In a dreamy mood today. The problem with this blog being six years old (aside from the fact that it's remained so obscure) is that I can't keep track of what I've written already. I'm sure I've written about my favourite phrases already, probably more than once, so I'm sure many of these will be very familiar to regular readers. But what the heck. It's a pleasant subject. I think phrases are like little poems. Some are clichés, perhaps. I don't care. I like clichés.

Here are some of my favourites:

Softly falling snow. This is probably my favourite phrase of all time.

The cold light of day. Despite the fact that this phrase is supposed to be sobering, I find it lyrical and comforting.

Down memory lane. The first time I heard this phrase (or read it, more accurately) I was delighted by it. I'm no less delighted today.

The silver screen.

Till the cows come home. (I can remember when I first heard this, too-- my elder brother used it, though I don't remember the context.)

The dark side of the moon,

Blue moon. (Apparently, the song of this title was my mother's party piece.)

All human life is there.

The dead of night. (Dead of Night is also the name of one of my favourite horror films.)

Dead of winter.

The middle of nowhere. (And the back of beyond, but that's slightly less lyrical. Incidentally, it took me a shamefully long time to realize that Timbuctoo was a real place. I also thought it was Timbuck Two.)

Our daily bread.

In at the deep end. (I've always found this exciting, perhaps because the deep end of the pool seems so scary when you're a kid. Or maybe just because I Iove swimming pools.)

Burning the midnight oil.

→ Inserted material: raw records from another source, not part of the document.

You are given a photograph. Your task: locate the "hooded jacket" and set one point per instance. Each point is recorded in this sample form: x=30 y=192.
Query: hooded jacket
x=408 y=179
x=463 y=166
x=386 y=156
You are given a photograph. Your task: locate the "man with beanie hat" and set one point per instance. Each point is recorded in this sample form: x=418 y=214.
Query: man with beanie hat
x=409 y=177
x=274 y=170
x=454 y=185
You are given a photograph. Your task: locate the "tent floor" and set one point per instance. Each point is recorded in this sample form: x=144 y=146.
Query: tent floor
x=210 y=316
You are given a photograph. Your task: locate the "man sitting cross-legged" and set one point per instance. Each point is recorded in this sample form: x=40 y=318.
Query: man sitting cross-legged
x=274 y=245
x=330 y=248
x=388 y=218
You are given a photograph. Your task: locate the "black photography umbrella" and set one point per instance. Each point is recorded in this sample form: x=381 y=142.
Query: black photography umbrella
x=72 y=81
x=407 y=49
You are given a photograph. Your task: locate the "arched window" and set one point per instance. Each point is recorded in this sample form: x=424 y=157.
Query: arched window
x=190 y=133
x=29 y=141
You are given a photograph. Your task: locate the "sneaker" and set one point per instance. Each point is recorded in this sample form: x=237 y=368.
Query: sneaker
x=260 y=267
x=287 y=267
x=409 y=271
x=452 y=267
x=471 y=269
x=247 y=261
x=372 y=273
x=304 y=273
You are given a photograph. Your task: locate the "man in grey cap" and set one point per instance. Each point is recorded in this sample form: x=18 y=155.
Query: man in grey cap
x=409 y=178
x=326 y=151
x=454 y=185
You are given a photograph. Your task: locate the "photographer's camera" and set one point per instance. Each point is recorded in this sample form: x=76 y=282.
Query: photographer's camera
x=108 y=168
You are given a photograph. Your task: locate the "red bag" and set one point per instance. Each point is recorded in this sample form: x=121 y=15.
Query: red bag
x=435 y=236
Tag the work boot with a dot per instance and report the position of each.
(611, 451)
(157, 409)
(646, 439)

I imagine a window lit up when everything around it is dark.

This ain't my first rodeo. (I first heard this phrase in the movie Big Miracle.)

The last chance saloon. (In fact, "the last" anything nearly always makes an evocative phrase. "The last bus home" is an example.)

The old, old story. (I started writing a novel with this title, and wrote eight chapters.)

The greatest thing since sliced bread. (Do conservatives think new innovations are "the worst thing since sliced bread?")

The corridors of power. ("Corridor" is one of the most evocative words in the English language, in my view.)

The graveyard shift.

The night train. (A term I first encountered as the name of a late-night radio show.)

I'm sure there are many, many, many more, but I can't think of them right now.